Cauchemar multiforme et sans trêve
Suite complète de neuf planches sur Les Fleurs du Mal , pl.6
Odilon Redon (1840-1916), graveur, Bruxelles, Edmond Deman, 1890.
Estampe, impression photomécanique par le procédé sur cuivre d'Évely ; 21,2 x 18,7 cm (le motif), 44,7 x 30,8 cm (la feuille)
BnF, Estampes et photographie, Rés. DC- 354 (11) -BOITE FOL
© Bibliothèque nationale de France
Le fou occupe une vraie place dans la société médiévale, qui éprouve de la compassion pour les simples. Il est largement accepté par les hommes parmi lesquels il vit. Auprès du roi, le "bouffon" a fonction de contre-pouvoir, faisant passer des messages sous le prétexte de la folie. Mais le fou incarne également les faiblesses des hommes, leurs vices et leur inconséquence, renvoyant chacun à ses doutes et à ses angoisses.

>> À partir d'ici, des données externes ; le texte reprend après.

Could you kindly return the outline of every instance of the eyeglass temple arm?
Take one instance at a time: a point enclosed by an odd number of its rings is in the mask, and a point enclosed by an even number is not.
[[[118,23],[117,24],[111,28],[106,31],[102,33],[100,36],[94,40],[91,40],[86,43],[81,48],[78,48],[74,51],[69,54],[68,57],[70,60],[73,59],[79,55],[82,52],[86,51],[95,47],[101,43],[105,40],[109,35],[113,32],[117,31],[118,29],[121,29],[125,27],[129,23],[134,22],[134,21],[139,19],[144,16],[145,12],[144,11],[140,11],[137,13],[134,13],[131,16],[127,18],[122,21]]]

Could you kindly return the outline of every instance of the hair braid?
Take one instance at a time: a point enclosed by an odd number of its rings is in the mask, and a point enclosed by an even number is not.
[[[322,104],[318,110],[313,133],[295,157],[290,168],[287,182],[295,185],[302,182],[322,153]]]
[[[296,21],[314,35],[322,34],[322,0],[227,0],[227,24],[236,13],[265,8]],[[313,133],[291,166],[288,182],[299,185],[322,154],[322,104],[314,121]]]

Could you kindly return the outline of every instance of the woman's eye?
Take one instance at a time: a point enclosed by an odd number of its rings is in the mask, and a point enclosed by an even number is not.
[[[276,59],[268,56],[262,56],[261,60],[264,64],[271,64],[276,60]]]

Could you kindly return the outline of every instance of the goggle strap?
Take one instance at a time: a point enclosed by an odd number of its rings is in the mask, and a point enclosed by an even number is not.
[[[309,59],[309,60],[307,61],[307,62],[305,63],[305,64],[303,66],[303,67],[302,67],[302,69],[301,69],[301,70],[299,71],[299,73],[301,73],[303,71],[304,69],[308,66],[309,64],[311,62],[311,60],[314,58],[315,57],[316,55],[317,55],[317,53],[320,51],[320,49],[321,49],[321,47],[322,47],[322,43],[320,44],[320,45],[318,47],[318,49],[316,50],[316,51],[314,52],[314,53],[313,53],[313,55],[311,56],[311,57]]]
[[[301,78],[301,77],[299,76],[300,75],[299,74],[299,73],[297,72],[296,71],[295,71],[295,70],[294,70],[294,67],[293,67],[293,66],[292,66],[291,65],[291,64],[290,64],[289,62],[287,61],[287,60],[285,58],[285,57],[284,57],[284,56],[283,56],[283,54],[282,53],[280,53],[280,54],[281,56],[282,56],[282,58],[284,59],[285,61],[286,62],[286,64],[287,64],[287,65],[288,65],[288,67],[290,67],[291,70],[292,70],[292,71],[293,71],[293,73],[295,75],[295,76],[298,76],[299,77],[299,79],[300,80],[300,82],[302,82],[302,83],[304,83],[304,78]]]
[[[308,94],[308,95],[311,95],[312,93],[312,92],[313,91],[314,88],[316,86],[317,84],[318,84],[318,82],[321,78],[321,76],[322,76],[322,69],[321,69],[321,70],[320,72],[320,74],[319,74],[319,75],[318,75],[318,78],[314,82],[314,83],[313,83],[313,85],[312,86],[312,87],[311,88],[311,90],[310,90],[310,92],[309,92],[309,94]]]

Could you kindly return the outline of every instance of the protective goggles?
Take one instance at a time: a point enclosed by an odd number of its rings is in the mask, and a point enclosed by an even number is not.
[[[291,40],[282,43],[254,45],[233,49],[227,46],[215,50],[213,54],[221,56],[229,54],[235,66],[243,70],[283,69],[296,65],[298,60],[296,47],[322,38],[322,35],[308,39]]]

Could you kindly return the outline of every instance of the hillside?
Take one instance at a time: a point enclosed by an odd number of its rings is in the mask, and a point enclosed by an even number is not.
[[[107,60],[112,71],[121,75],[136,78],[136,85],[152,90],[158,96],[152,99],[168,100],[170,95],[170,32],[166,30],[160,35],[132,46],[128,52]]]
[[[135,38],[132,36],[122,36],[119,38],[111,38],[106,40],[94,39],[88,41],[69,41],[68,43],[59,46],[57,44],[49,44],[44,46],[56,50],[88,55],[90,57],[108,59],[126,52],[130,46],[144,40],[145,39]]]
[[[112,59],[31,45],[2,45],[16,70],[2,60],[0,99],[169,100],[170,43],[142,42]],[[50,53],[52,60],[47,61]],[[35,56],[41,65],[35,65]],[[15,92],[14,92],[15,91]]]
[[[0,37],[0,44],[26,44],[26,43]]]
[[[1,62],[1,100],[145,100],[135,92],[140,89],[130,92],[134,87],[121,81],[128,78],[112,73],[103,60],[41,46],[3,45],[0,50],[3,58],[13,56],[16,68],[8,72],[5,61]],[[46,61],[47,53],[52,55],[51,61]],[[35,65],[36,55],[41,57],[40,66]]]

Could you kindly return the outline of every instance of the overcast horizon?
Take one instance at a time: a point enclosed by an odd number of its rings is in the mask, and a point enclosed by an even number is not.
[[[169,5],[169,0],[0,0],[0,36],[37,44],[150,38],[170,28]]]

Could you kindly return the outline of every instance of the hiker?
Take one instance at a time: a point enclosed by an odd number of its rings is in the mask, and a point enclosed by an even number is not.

Si, à la fin du Moyen Âge, on peut voir dans la folie une manifestation du diable, c'est au XIXe siècle, comme l'a montré Michel Foucault, que la folie change de statut : le fou, considéré comme un déviant, doit être soigné et hospitalisé, voir incarcéré et criminalisé. Le mal a pris en quelque sorte possession du corps : il faut l'en extirper.

Les visions nocturnes d'Odilon Redon témoignent de ces tourments intérieurs. C'est à travers une de ses "ombres" que l'artiste interprète ici les premiers vers du poème "Le Gouffre" de Baudelaire :
Sur le fond de mes nuits, Dieu, de son doigt savant
Dessine un cauchemar multiforme et sans trêve

Il livre ainsi une suite de neuf planches consacrées aux Fleurs du mal dont il dit qu'elles sont des "interprétations" plutôt que des illustrations.